海人「デビュー5年目まではファンのみんなと一緒に、今までの歴史は間違っていなかったし素敵なものだったと理解し合う段階で。二人で歩み始めてから6年目に入り、新しい何かを作っていきたいって思っていたから『Re:ERA』だって」

anan No.2426より

「Re:Sense」繋がりでReから始まる言葉でもうひとつ思い浮かぶものがあった。2人体制になってから初めてグループとして雑誌の表紙を飾ったNYLON JAPAN 7月号のテーマとなった「Recreation」(“創造の再定義”と“気晴らしの活動”)。おそらく何の関連性もないが、なんだかRe:ERAの真の部分を突いてるようにも思えるテーマだなと今更ながらに思う。
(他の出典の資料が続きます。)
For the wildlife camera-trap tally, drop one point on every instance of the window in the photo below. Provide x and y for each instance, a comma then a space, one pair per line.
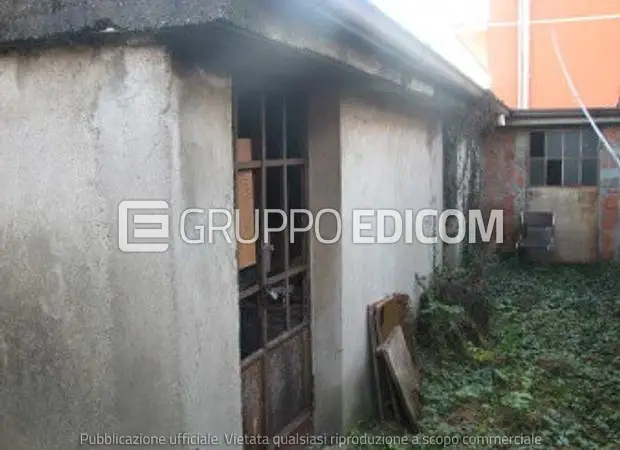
564, 158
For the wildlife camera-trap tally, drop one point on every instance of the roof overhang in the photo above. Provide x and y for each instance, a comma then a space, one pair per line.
561, 117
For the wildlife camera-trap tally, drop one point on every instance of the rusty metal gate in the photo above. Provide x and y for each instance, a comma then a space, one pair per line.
270, 129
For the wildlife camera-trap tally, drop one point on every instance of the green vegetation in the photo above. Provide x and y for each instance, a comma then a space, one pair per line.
539, 354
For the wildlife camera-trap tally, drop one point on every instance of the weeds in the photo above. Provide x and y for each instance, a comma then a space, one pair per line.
547, 364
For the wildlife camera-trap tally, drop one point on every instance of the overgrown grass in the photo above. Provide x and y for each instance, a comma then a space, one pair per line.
549, 366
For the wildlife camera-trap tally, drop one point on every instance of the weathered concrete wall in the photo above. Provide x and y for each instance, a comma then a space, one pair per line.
390, 160
588, 226
93, 340
327, 269
505, 176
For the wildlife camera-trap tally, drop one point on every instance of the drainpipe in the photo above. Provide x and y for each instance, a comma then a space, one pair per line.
523, 97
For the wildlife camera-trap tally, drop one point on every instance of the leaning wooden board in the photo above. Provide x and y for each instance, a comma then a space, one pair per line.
383, 316
403, 373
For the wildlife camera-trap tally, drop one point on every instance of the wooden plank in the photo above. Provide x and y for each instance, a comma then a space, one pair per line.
372, 332
246, 253
383, 316
403, 373
389, 314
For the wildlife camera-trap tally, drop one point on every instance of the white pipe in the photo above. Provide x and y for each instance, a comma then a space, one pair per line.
520, 60
571, 85
550, 21
526, 54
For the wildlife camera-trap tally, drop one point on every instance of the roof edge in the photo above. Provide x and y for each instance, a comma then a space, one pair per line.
373, 25
561, 117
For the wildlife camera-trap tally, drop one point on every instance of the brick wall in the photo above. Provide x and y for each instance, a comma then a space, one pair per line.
609, 201
504, 181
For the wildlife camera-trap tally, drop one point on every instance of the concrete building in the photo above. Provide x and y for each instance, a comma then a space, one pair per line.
203, 104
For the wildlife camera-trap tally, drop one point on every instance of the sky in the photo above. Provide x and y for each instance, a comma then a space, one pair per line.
435, 21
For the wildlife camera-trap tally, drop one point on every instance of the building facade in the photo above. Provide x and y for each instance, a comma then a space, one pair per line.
212, 105
517, 49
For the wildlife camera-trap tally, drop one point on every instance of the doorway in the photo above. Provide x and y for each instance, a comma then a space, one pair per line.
271, 162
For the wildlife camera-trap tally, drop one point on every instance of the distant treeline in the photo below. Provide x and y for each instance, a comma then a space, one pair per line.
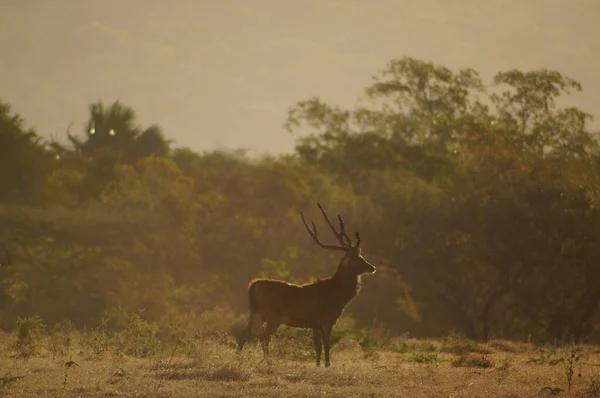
478, 203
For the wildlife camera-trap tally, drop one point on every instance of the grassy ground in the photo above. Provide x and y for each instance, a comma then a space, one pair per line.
135, 363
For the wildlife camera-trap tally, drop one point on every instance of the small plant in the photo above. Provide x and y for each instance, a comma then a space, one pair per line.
98, 339
503, 370
424, 357
572, 363
472, 361
594, 389
8, 379
60, 339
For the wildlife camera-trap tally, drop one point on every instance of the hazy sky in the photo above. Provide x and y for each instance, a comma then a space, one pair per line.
222, 73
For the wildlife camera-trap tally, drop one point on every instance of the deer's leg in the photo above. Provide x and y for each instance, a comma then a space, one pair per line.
318, 344
265, 336
254, 323
327, 343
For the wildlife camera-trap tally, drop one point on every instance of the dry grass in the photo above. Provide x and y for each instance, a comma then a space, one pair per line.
211, 367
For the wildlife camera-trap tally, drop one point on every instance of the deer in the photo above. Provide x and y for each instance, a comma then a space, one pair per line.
315, 306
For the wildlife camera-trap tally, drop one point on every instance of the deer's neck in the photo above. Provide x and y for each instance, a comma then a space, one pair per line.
346, 286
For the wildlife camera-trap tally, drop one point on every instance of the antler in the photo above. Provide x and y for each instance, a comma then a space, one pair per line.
343, 239
339, 235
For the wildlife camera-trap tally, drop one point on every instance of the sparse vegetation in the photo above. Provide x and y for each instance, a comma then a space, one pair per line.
124, 261
210, 365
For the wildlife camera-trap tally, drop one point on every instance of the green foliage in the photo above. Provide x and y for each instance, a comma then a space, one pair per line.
480, 207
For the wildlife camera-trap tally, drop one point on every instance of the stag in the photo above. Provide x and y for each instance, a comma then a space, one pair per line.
315, 306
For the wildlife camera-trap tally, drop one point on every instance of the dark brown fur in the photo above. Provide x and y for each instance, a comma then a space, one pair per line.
315, 306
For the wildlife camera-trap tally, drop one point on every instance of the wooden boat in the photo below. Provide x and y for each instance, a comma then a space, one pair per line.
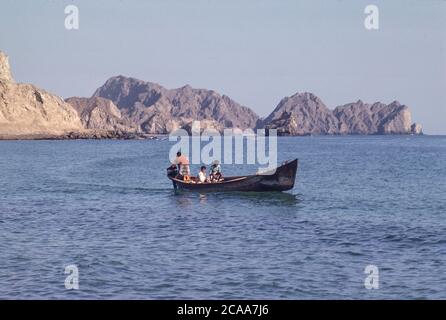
281, 179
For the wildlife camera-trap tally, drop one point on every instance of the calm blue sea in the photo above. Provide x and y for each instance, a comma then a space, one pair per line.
107, 207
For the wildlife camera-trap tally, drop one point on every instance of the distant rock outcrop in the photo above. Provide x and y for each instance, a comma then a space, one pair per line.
302, 114
156, 109
305, 114
126, 108
28, 110
100, 114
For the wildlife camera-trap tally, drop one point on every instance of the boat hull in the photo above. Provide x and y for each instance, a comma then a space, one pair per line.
281, 180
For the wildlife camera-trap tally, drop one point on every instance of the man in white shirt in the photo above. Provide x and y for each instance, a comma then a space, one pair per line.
202, 175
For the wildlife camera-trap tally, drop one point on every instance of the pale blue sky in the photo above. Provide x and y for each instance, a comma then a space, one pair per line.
256, 52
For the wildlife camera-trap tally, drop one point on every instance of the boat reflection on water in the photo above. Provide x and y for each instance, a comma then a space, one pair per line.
281, 199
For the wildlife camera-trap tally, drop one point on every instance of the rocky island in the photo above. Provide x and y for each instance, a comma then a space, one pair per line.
305, 114
128, 108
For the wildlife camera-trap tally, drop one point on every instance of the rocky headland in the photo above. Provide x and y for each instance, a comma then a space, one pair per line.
128, 108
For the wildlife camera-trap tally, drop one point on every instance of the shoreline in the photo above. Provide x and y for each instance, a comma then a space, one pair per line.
146, 136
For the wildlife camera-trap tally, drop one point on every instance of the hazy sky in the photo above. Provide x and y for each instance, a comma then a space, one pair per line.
256, 52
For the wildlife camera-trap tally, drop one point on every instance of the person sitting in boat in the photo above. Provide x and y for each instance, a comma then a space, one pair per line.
172, 171
215, 174
202, 175
183, 165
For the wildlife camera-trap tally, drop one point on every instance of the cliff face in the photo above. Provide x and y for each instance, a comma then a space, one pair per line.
305, 114
100, 114
156, 109
302, 114
126, 107
27, 110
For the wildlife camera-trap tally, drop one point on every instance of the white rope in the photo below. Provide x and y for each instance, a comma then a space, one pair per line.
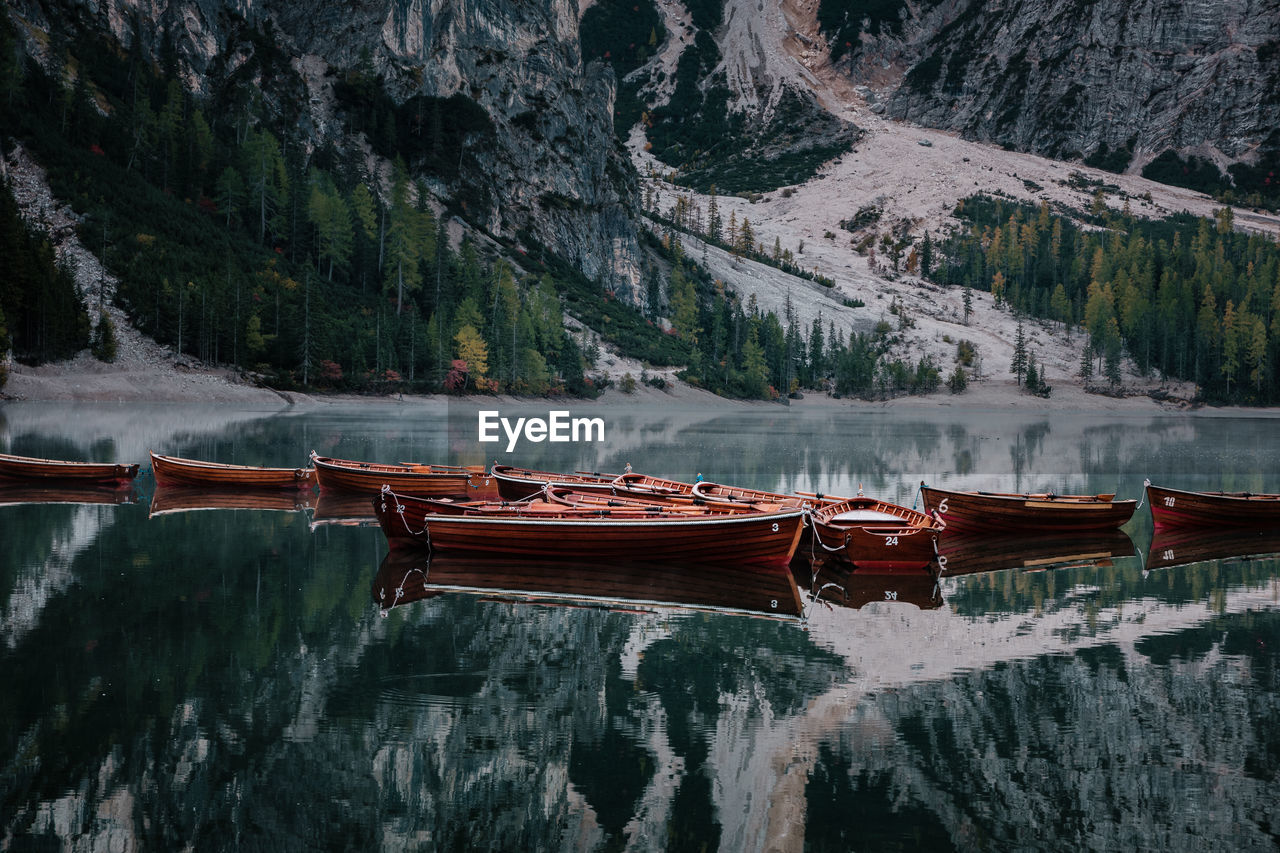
1146, 484
400, 511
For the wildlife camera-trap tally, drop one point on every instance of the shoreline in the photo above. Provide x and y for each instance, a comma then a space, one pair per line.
85, 379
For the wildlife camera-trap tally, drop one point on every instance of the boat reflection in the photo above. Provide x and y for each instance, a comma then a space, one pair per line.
833, 584
1182, 546
17, 495
342, 509
410, 576
970, 553
179, 498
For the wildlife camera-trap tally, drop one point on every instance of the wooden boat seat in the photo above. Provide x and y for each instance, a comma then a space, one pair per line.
863, 516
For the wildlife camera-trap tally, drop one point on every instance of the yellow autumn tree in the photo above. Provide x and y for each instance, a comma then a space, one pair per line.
470, 347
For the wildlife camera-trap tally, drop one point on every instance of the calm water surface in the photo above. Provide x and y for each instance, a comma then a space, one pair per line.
224, 678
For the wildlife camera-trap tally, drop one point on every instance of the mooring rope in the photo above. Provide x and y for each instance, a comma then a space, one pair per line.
1146, 484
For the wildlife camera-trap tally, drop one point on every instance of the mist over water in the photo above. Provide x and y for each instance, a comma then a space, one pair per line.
229, 678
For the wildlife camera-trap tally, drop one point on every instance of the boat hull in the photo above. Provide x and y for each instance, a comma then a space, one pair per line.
877, 550
965, 511
173, 470
49, 470
1179, 509
876, 536
766, 538
419, 480
190, 498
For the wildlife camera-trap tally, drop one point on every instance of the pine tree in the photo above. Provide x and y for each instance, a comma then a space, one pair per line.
1018, 366
1114, 349
1230, 345
104, 345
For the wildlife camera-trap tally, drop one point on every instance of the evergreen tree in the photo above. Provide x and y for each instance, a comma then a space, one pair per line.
104, 345
1018, 366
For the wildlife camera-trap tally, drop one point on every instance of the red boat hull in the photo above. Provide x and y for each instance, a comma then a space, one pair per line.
766, 538
419, 480
51, 470
1178, 509
173, 470
1025, 512
876, 536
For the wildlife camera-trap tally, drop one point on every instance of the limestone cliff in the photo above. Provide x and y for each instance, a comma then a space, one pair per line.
1077, 78
552, 168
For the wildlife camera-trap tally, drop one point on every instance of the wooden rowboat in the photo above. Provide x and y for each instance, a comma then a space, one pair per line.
50, 470
21, 493
174, 470
169, 500
405, 478
720, 492
876, 536
1179, 509
544, 530
520, 483
407, 576
644, 484
963, 511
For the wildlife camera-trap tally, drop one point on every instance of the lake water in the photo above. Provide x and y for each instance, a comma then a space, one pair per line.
174, 676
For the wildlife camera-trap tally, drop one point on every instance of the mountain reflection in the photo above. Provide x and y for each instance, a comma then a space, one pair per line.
237, 679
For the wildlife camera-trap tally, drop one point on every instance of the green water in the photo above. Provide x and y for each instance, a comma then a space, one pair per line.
224, 679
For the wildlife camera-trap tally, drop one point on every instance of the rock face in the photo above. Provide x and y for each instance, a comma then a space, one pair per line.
1086, 77
552, 169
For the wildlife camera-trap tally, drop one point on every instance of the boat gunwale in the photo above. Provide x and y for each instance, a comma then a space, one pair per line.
181, 461
1040, 497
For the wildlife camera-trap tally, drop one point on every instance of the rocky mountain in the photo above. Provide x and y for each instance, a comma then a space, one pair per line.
539, 156
1120, 83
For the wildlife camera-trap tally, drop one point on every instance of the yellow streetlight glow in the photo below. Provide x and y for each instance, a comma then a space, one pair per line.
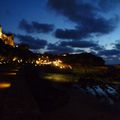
4, 85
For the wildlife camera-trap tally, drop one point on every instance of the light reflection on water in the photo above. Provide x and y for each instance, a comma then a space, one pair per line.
59, 77
5, 85
106, 93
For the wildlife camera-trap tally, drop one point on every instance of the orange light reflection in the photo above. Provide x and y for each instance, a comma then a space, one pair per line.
4, 85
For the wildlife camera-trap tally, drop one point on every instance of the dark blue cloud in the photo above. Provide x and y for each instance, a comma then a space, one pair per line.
79, 44
58, 49
70, 34
32, 42
85, 15
111, 52
35, 27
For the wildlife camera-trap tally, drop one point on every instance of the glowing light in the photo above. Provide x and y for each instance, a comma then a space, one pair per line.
5, 85
56, 63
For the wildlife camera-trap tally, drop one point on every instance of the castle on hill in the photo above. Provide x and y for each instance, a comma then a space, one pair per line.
6, 38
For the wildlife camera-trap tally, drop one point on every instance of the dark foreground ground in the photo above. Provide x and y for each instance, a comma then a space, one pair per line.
32, 98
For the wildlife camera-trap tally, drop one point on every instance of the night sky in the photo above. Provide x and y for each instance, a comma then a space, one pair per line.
65, 26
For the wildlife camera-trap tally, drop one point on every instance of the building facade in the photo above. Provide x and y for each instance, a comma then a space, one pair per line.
8, 39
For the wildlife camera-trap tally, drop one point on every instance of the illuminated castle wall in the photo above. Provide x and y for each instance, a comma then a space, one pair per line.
7, 38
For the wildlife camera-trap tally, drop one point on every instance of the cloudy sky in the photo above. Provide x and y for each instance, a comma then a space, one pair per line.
65, 26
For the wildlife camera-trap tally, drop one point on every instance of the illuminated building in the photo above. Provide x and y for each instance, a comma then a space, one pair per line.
6, 38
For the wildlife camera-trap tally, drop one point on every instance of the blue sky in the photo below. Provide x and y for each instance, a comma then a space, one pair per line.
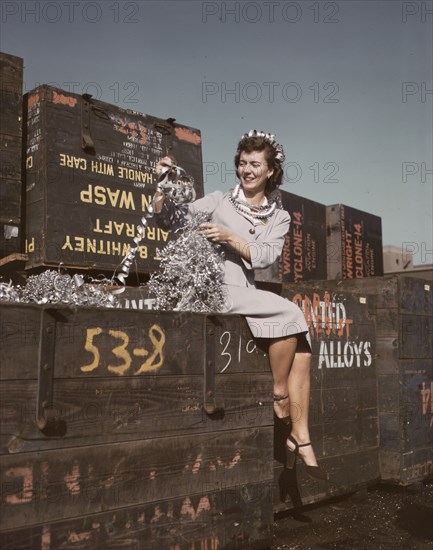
345, 86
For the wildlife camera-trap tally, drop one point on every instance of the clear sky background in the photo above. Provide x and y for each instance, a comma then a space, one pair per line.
346, 86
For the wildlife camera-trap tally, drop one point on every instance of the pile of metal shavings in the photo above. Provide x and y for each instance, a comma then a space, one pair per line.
52, 287
191, 272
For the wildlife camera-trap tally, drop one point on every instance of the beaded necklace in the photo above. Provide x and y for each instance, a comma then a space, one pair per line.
255, 214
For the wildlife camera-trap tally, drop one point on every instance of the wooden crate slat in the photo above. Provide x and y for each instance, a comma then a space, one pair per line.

まあ上記の話はさすがに話が逸れ過ぎたが、「Re:ERA計画」はやはりKing & Princeのグループの歴史と重ね合わせるように考えると私には飲み込みやすい。
そういう意味では「Re:ERA計画」って新会社「King & Prince株式会社」を設立したふたりが過去の経験やこの先の展望を基に話し合いながら描いた最初の海図、ビジネスプランのようなものなのかなと思えてくる。WOWのMVの最初に研究者なふたりがやってるのもプラネット・エイジのプレゼンだしね。
どう?楽しそうでしょ?君もこの先僕たちと一緒に夢を見ませんか?そんな感じで名刺代わりにポップに差し出された計画書もとい案内状、それが「Re:ERA計画」、なのかもしれない。

プラネット・エイジについて考える

公式から説明されているプラネット・エイジの説明を読んでみる。
地球よりずっと小さな星。土星みたいな輪っかがあって、輪っかについた矢印がぐるぐる回っている。一番の特徴は大きな蓄音機でこれがキャラクターたちを卵から孵すための音楽を流す役割を担っている。それから手の形みたいな海、故障した宇宙船、蓄音機の反対側にあるSAKURAが植えた大きな桜の木、"誰かの大穴"……真面目にひとつひとつ拾おうとすると小ネタが多すぎて処理しきれない、これが正直なところだ。
輪っかについた矢印はミュージックプレイヤーでいうリピート再生マークを模してるのかな?とか海が手の形なのはWOWの「手と手から生まれるworld」、Odysseyの「The dawn will come この手から」といった歌詞と関連づけてるのかな?とかそんなことは考えたけどたぶん細かな設定の裏付けはなく、個人の想像力に委ねられているのではないかと私は思っている。(作品の余白としては大きすぎる気もしつつ)なので、私はプラネット・エイジがKing & Princeの作品として生まれた意図を並行して考えることで自分の中で落とし込んでいきたい。
ちなみに皆さん、アニメ「プラネット・エイジ」は全部見られましたか?(このnoteを開くぐらいの人なので見てるに決まってるだろ!と返事が来そうであるが)個人的にはあのなんとも言えない内容の緩さが結構ツボなのだが、(この辺りの緩さは「君、遊具であそばせ?」等で交わされる所謂ザ・れんかいノリ感があるのも親しみやすく感じるのかもしれない)その中でもARE-X誕生前を描いたep.0で展開される「私たちはなぜ生まれたのか」というSAKURA、MAINE、Jelly、Dの4人の会話にはちょっとグッとくるものがあった。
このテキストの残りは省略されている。